Jonker is a proponent of optimal hybrid intelligence, an interactive system in which humans and systems complement each other. ‘You can compare it to a sheepdog that improves the shepherd’s ability to herd sheep.’ Achieving this requires a dialogue between humans and machines, and at the two universities Jonker can collaborate with the colleagues needed to accomplish this.
In addition to EEMCS, scientists at many other parts of Delft University of Technology are working on artificial intelligence or autonomous systems, be it on pure software, such as decision support programs, on embedded programming in robots, cars or drones, or on research into how to design AI-based solutions in an ethically responsible and people-centred way and how to introduce these to our complex society.
Not just zeros and ones
Jonker’s work and that of eLaw researcher Custers shows that AI research is not just about zeros and ones, but is also about interaction with and consequences for people. This is also true for the AI research at Erasmus University Rotterdam. The Erasmus Centre for Data Analytics (ECDA) coordinates and facilitates AI and data-related research at all the University’s faculties. Twelve professors collaborate in interdisciplinary Expert Practices, such as the audit, accounting and control analytics lab, which develops fraud detection algorithms for accountancy.
One of ECDA’s Academic Directors is Antoinette de Bont, Professor of Sociology of Innovations in Healthcare at the Erasmus School of Health Policy & Management. Her work includes looking from a societal perspective at digitisation and the use of big data: ‘How can you ensure data is stored and re-used safely and securely? How do you determine whether an algorithm is reliable? This raises all kinds of legal, ethical and moral questions, particularly if algorithms fall into the hands of commercial companies.’
Technological solutions for sustainable care...
The three universities and the Erasmus MC and LUMC medical centres also collaborate within the Medical Delta, which also includes universities of applied sciences, healthcare organisations, businesses and local authorities in Zuid-Holland. Since the launch of a major academic programme in 2019, over 280 researchers in 13 consortia have been working on technological solutions for sustainable care. One interesting example that uses AI is wireless neuromonitoring of people with migraine or autism. Here ultrasound is used to measure their brain activity over a longer period of time while in their own surroundings, for an optimum diagnosis. The ultimate aim is to develop software that can also correct their brain activity.
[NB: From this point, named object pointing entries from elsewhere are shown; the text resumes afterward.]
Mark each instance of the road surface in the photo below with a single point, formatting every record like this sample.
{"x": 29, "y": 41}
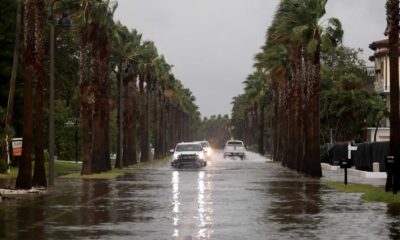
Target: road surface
{"x": 229, "y": 199}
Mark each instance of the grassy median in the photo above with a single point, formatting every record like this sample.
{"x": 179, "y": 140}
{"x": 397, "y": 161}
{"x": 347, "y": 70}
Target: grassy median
{"x": 369, "y": 193}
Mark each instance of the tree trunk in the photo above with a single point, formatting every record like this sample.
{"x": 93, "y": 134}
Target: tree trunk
{"x": 14, "y": 71}
{"x": 313, "y": 167}
{"x": 98, "y": 151}
{"x": 24, "y": 178}
{"x": 130, "y": 120}
{"x": 392, "y": 8}
{"x": 39, "y": 176}
{"x": 144, "y": 145}
{"x": 118, "y": 161}
{"x": 85, "y": 105}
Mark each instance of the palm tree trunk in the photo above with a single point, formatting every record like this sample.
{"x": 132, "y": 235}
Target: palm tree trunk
{"x": 130, "y": 119}
{"x": 392, "y": 8}
{"x": 105, "y": 86}
{"x": 313, "y": 167}
{"x": 85, "y": 108}
{"x": 144, "y": 146}
{"x": 39, "y": 176}
{"x": 98, "y": 151}
{"x": 24, "y": 178}
{"x": 14, "y": 71}
{"x": 118, "y": 161}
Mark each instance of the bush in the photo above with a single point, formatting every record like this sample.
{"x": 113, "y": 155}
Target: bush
{"x": 3, "y": 167}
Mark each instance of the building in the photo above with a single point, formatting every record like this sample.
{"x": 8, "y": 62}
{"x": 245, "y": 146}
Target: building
{"x": 382, "y": 86}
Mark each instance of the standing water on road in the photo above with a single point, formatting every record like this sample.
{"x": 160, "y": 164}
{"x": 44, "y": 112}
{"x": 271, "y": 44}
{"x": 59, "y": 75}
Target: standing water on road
{"x": 229, "y": 199}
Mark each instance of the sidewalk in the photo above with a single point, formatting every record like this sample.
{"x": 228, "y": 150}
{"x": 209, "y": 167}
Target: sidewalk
{"x": 335, "y": 173}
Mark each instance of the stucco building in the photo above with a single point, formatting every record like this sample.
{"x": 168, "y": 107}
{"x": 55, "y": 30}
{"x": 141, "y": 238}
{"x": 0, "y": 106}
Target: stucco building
{"x": 382, "y": 85}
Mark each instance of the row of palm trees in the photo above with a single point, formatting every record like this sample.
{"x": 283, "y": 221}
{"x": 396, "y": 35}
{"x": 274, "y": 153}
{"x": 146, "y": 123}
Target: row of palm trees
{"x": 289, "y": 67}
{"x": 153, "y": 106}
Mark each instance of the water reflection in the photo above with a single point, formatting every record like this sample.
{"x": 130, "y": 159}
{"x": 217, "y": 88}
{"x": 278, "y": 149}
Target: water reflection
{"x": 296, "y": 206}
{"x": 175, "y": 202}
{"x": 393, "y": 212}
{"x": 204, "y": 215}
{"x": 205, "y": 208}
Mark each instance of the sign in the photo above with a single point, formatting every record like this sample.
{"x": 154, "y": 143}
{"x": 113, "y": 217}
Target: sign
{"x": 17, "y": 147}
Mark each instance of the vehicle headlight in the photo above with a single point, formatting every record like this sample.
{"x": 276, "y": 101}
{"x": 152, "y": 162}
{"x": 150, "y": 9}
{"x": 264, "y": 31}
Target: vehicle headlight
{"x": 201, "y": 155}
{"x": 209, "y": 152}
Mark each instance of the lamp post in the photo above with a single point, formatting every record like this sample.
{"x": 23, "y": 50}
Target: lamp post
{"x": 71, "y": 124}
{"x": 63, "y": 22}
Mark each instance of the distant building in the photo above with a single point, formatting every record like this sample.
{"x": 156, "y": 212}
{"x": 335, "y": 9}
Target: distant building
{"x": 382, "y": 86}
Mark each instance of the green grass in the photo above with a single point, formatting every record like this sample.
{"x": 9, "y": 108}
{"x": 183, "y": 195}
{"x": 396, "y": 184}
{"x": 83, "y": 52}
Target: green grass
{"x": 114, "y": 173}
{"x": 72, "y": 170}
{"x": 13, "y": 174}
{"x": 369, "y": 193}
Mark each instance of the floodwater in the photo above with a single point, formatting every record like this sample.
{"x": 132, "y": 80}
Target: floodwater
{"x": 229, "y": 199}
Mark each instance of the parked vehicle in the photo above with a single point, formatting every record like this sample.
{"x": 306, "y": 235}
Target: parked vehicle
{"x": 188, "y": 155}
{"x": 235, "y": 148}
{"x": 206, "y": 148}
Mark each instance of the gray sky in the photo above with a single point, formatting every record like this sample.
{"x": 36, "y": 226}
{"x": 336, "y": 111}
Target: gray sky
{"x": 211, "y": 43}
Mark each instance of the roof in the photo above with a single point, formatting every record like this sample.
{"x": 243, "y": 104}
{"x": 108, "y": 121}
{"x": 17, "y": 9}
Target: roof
{"x": 381, "y": 53}
{"x": 379, "y": 44}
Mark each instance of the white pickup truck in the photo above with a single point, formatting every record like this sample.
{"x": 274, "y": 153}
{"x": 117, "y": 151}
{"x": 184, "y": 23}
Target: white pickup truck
{"x": 235, "y": 148}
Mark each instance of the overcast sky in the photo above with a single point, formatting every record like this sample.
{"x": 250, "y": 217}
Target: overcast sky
{"x": 211, "y": 43}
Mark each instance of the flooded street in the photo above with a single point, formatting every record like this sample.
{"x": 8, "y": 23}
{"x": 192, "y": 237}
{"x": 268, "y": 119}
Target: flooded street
{"x": 228, "y": 199}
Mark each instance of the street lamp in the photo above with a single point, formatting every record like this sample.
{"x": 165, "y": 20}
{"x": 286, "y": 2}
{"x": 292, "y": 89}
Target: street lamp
{"x": 64, "y": 22}
{"x": 71, "y": 124}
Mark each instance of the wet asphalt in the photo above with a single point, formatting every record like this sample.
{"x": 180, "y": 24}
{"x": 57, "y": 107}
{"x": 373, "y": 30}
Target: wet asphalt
{"x": 229, "y": 199}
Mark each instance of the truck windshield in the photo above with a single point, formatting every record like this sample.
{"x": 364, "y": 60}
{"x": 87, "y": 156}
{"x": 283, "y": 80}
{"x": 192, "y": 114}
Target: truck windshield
{"x": 188, "y": 148}
{"x": 205, "y": 144}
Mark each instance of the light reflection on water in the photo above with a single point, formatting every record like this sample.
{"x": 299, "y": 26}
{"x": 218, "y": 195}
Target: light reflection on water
{"x": 204, "y": 215}
{"x": 205, "y": 209}
{"x": 175, "y": 202}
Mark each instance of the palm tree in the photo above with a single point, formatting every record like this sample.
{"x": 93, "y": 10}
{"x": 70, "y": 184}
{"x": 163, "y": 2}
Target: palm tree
{"x": 295, "y": 26}
{"x": 255, "y": 87}
{"x": 101, "y": 14}
{"x": 126, "y": 48}
{"x": 84, "y": 49}
{"x": 148, "y": 55}
{"x": 10, "y": 103}
{"x": 39, "y": 176}
{"x": 14, "y": 71}
{"x": 24, "y": 178}
{"x": 392, "y": 11}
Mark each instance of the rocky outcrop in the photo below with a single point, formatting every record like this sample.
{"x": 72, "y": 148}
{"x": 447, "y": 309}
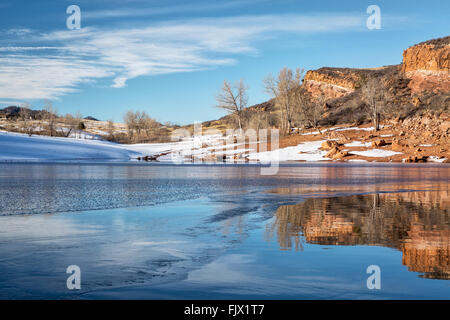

...and for large companies
Besides making improvements in healthcare, the wide AI expertise in the three universities in Zuid-Holland may also benefit major players in the region for whom AI is of crucial importance to competing in the world market. For example, the Rotterdam Port Authority, the petrochemicals industry or other multinationals. The perspective from all academic disciplines makes the Zuid-Holland approach to artificial intelligence unique and relevant to society and academia alike.